She shook her head. “It will certainly be a week before you can go to sea.”
“More likely a day or two; and if not, what matters?”
She had fetched a basin, and began carefully washing out the wound, which he suffered passively, like a child. She then laid on the healing leaves, which at once relieved the burning pain, and finally bound it up with the linen she had brought with her.
When it was done: “I thank you,” he said. “And now, if you would do me one more kindness, forgive the madness that came over me; forget all I said and did. I cannot tell how it came to pass; certainly it was not your fault—not yours. And never shall you hear from me again one word to vex you.”
She interrupted him. “It is I who have to beg your pardon. I should have spoken differently. I might have explained it better, and not enraged you with my sullen ways. And now that bite—”
“It was in self-defence; it was high time to bring me to my senses. As I said before, it is nothing at all to signify. Do not talk of being forgiven; you only did me good, and I thank you for it. And now, here is your handkerchief; take it with you.”
He held it to her, but yet she lingered, hesitated, and appeared to have some inward struggle. At length she said: “You have lost your jacket, and by my fault; and I know that all the money for the oranges was in it. I did not think of this till afterward. I cannot replace it now; we have not so much at home—or if we had, it would be mother’s. But this I have—this silver cross. That painter left it on the table the day he came for the last time. I have never looked at it all this while, and do not care to keep it in my box; if you were to sell it? It must be worth a few piastres, mother says. It might make up the money you have lost; and if not quite, I could earn the rest by spinning at night when mother is asleep.”
“Nothing will make me take it,” he said shortly, pushing away the bright new cross, which she had taken from her pocket.
“You must,” she said; “how can you tell how long your hand may keep you from your work? There it lies; and nothing can make me so much as look at it again.”
“Drop it in the sea, then.”
“It is no present I want to make you; it is no more than is your due; it is only fair.”
“Nothing from you can be due to me; and hereafter when we chance to meet, if you would do me a kindness, I beg you not to look my way. It would make me feel you were thinking of what I have done. And now good-night; and let this be the last word said.”

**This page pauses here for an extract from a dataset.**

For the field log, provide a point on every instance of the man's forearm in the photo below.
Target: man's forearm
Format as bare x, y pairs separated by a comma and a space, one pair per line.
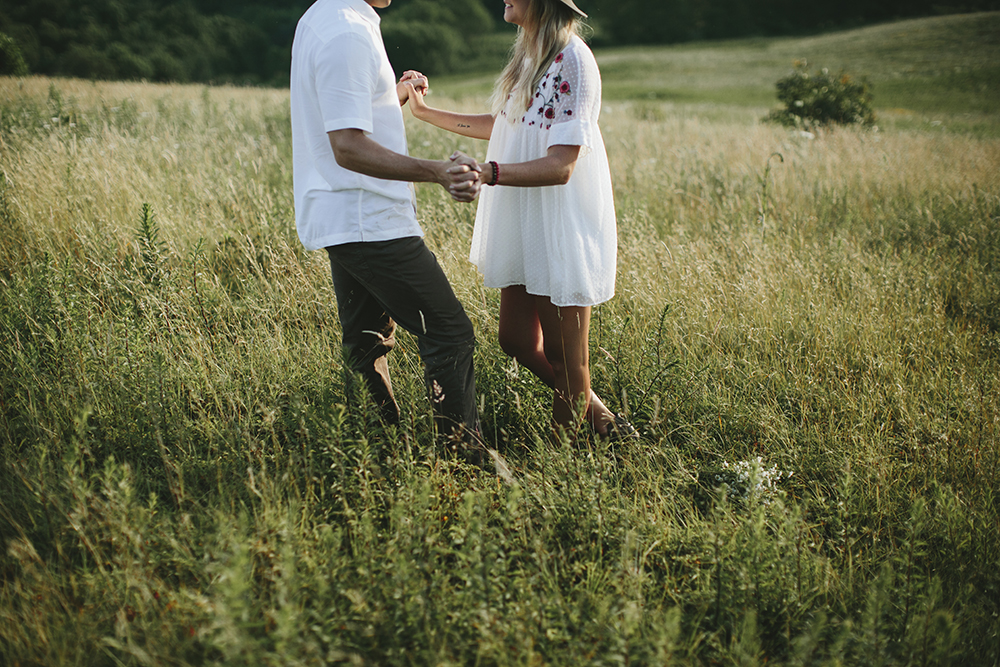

She laid the handkerchief in the basket, and also the cross, and closed the lid. But when he looked into her face, he started. Great heavy drops were rolling down her cheeks; she let them flow unheeded.
“Maria Santissima!” he cried. “Are you ill? You are trembling from head to foot!”
“It is nothing,” she said; “I must go home;” and with unsteady steps she was moving to the door, when suddenly she leaned her brow against the wall, and gave way to a fit of bitter sobbing. Before he could go to her she turned upon him suddenly, and fell upon his neck.